I’ve spent a good portion of the last week down at the Alameda County Computer Resource Center, working with activists from the Independent Media Center and the Ruckus Society to assemble 250-plus PCs, install Linux on them, and ship them to activists and community centers in Ecuador. A similar concurrent effort has also been underway in Portland at FreeGeek. The motivation for this project comes primarily from our connections with Indymedia groups in South America, who frequently find themselves short of the tools they need to provide independent coverage of local and national news stories, like the upcoming FTAA summit in Quito. But, in a broader way, we are trying to find working models that allow us to turn the Bay Area’s leftover junk — in this case, old PCs, monitors, peripherals, and so on — into valuable resources for people in less economically advantaged regions.
Enter the ACCRC, a non-profit computer recycling organization based in a large warehouse in urban Oakland. With ten full-time staffers and countless volunteers, they’ve been collecting leftover computer hardware from all over the Bay Area for several years. Often unskilled volunteers are then given the opportunity to learn how to assemble working machines and how to get SuSe Linux installed on them. Finally, the refurbished Linux boxes are given away, to deserving individuals, schools, and other organizations across the US and the world, instead of being left to fill up California’s landfills and pollute local groundwater with heavy metals. Pretty neat, huh? Their 28,000 square foot warehouse is a computer archaeologist’s daydream, and one look at the place had us fairly salivating to get started. The ACCRC has been gracious enough to let us use their facilities and have our pick of their hardware bounty, for which we are immeasurably grateful.
Of course, none of this would be possible without Linux. The freedom of Linux — both in the libre and gratis senses — enables us to build a custom system that will run easily on old machines that won’t even install the latest version of Windows anymore. (And just how much would 250-plus licenses for the latest version of Windows cost, exactly?) Starting with a modified Debian distribution developed by the fine folks at FreeGeek — Portland’s answer to the ACCRC, if you will — we’ve put together a lightweight and easy-to-use desktop environment. IceWM was selected as the window manager for its clean, simple interface, and its familiar taskbar and program menu. The undeservedly little-known ROX desktop was chosen for its super-lightweight desktop management and file browser. Finally, KDE provides the web browser, the word processor, the e-mail client, the PPP connection manager, and a whole bunch of other goodies. Of course, there’s Spanish language support for everything. A candidate machine is then booted via a floppy whose sole purpose is to mount a root filesystem over NFS, a few of simple configuration options are selected, and, within half an hour, we have a finished Linux box ready to ship to Ecuador. Go, Linux!
So, the PCs, when they’re all ready, will get packed into a shipping container and sent to Quito. There, Indymedia volunteers and tech activists will distribute those machines to Indymedia offices, and then to schools and community centers in the surrounding countryside. We are also hoping to build a public wireless network in Quito, to improve community access to high-speed bandwidth. If you’re curious to learn more, you can check out the Indymedia article and video interview, as well as the Kuro5hin coverage. If you’re in the Bay Area or Portland, and are keen to help, please please send me an email with some contact info — we could really use the help!
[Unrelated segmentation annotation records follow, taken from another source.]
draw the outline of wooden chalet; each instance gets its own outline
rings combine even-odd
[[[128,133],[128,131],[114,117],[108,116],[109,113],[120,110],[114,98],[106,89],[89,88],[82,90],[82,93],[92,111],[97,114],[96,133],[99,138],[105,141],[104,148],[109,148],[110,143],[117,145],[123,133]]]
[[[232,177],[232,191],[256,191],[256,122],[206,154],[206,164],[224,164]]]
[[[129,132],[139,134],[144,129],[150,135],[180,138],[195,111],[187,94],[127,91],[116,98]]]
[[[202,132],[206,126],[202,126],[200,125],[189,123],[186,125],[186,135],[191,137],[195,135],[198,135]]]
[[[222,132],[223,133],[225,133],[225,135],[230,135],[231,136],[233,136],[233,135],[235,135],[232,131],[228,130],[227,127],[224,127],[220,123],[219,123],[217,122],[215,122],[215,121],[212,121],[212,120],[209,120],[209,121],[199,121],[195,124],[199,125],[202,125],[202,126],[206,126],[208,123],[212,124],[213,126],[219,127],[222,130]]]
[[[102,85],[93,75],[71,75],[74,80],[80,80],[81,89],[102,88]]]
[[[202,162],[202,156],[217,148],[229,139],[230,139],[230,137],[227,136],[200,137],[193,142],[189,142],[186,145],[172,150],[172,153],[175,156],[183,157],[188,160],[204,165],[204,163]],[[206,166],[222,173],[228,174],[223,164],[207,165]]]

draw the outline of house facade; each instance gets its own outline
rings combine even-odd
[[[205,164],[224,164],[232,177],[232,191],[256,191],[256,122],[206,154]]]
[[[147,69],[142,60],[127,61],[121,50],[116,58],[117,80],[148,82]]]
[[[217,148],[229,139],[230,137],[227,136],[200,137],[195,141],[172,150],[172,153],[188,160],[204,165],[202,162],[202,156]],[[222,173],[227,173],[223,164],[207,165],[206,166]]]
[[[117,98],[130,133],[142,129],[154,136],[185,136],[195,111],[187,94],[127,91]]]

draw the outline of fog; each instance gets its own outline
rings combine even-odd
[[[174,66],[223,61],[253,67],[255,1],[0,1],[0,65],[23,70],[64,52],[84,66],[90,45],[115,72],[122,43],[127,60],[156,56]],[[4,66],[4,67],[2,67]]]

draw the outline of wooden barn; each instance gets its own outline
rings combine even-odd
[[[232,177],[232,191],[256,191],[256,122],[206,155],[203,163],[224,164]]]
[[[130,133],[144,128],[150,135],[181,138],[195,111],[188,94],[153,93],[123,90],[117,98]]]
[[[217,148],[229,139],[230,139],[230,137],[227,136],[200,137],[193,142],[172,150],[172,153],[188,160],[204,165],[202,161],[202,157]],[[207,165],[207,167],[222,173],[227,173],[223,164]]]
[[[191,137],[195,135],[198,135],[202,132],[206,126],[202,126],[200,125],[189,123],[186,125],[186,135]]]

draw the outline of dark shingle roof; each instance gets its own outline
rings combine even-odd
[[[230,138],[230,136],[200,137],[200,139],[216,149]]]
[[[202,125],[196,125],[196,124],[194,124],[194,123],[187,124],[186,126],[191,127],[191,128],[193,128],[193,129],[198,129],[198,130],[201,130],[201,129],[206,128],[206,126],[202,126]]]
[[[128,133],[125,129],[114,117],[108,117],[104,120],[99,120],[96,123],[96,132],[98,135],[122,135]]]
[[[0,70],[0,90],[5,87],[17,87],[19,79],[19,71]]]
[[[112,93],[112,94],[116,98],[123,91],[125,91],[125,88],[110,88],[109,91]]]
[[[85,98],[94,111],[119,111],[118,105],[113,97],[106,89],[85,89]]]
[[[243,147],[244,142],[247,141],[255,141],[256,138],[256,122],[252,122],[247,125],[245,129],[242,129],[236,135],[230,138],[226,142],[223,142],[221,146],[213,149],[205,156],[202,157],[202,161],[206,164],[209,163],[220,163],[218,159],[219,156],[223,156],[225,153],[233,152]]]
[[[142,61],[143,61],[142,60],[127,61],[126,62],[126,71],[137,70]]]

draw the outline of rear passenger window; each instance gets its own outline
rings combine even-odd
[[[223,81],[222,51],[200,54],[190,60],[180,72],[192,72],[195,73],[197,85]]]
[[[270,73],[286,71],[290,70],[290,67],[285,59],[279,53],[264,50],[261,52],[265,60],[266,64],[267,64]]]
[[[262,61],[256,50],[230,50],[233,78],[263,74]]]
We hope to have things under wraps by sometime next week. The project certainly hasn’t been without its stumbling blocks. Progress can be slow and sometimes frustrating, as anyone who’s tried to make old hardware and Linux and NFS go — hell, even just one of those three can cause an old hacker indigestion under the wrong circumstances — and sometimes the network conks out altogether for one reason or another, making everything come to a grinding halt. At times like those, though, we remind ourselves of the project’s goals, and carry on: That we may empower activists to communicate with each other, and tell their community’s stories to the world. That we may enable communities and their organizers to gain access to and share information on how they can better the lives of those communities and their members. And, maybe most importantly, that we might be able to provide some people with the tools they need to help others. It seems unfortunate that one’s l33t tech skills so rarely offer the opportunity for work this satisfying.